More than 690,000 people will next month receive letters from the Federal Government warning them they could lose all or part of their age pension.
The slashing of the so-called “asset test” comes into force on January 1 and will see some Australians lose more than $14,000 a year in pension income.
Changes announced in last year’s Federal Budget dramatically cut how wealthy Australians can be before they lose the pension.
Under current rules, home-owning couples can have up to $1.17 million in assets, excluding the family house, and still qualify for part of the age pension.
Last year, the Government moved to reduce that threshold to $823,000. At the time, Treasury estimated 91,000 people would lose all their pension and a further 230,000 would receive less.
Yesterday, the Government unveiled a further tightening of eligibility. On January 1, couples with assets worth more than $816,000, down from $823,000, will lose every cent of their pension. Single pensioners who own their home will lose payments if they have assets worth $542,500, down from the $547,000 envisaged when the changes were unveiled last year.
The lower threshold means more pensioners will lose payments but the Government does not know how many.
Federal Department of Human Services general manager Hank Jongen said the Government would next month write to 691,000 people with “a significant value of assets”.
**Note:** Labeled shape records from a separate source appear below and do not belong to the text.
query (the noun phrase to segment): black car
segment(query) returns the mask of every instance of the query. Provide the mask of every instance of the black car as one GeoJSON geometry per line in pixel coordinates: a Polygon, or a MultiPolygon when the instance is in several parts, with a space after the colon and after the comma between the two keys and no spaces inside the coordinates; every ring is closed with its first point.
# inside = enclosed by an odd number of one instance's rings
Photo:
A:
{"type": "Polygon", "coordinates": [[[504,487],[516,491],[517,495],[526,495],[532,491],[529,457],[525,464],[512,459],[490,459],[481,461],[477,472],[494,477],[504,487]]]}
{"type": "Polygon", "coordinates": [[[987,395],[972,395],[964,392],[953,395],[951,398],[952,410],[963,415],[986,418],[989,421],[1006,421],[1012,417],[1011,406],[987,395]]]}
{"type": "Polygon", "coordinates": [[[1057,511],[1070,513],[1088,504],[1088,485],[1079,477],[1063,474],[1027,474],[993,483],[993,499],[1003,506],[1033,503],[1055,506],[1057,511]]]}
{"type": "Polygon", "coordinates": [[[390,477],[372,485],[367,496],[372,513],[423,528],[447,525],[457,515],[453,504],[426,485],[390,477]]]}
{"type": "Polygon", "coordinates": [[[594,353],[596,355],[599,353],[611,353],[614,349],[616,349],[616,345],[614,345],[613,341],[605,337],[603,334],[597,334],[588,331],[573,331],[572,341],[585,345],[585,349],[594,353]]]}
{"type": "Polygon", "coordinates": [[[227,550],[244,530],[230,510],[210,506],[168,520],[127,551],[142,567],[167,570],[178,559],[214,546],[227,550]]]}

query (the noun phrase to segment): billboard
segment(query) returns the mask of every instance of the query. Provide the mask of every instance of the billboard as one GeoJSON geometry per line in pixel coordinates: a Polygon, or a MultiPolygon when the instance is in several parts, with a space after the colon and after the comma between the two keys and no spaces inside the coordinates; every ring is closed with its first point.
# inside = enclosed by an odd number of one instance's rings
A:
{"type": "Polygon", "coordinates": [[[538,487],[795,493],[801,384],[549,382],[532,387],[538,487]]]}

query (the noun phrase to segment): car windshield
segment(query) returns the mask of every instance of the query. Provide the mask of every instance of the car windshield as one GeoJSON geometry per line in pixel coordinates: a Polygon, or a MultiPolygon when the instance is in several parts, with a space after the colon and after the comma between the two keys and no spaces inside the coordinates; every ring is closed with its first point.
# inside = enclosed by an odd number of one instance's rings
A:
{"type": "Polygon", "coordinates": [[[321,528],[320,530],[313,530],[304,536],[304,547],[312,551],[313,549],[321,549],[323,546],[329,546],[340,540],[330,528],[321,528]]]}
“This letter will provide information about the changes to the assets test from January 1, 2017, and advise their payment(s) may be affected as a result,” he said.
“In December, we will send additional letters to those customers whose payment rate will reduce or stop as a result of the January 1 changes.”
The fresh changes to the asset test emerged after the Government yesterday announced the biannual indexation of pension payments.
From this week, single pensioners will get $3.20 extra to $877.10 a fortnight. Couples will get a $5 boost to $1322.40.
Some seniors will benefit from a decision to make it easier to get the Commonwealth Seniors Health Card, which entitles holders to a range of discounts, including GP scripts for $6.20 and cut-price council and water rates.
Couples over 65 can now earn a combined $84,472 a year, an increase of $836, and still get the card. Singles can earn an extra $523 a year, to $52,796.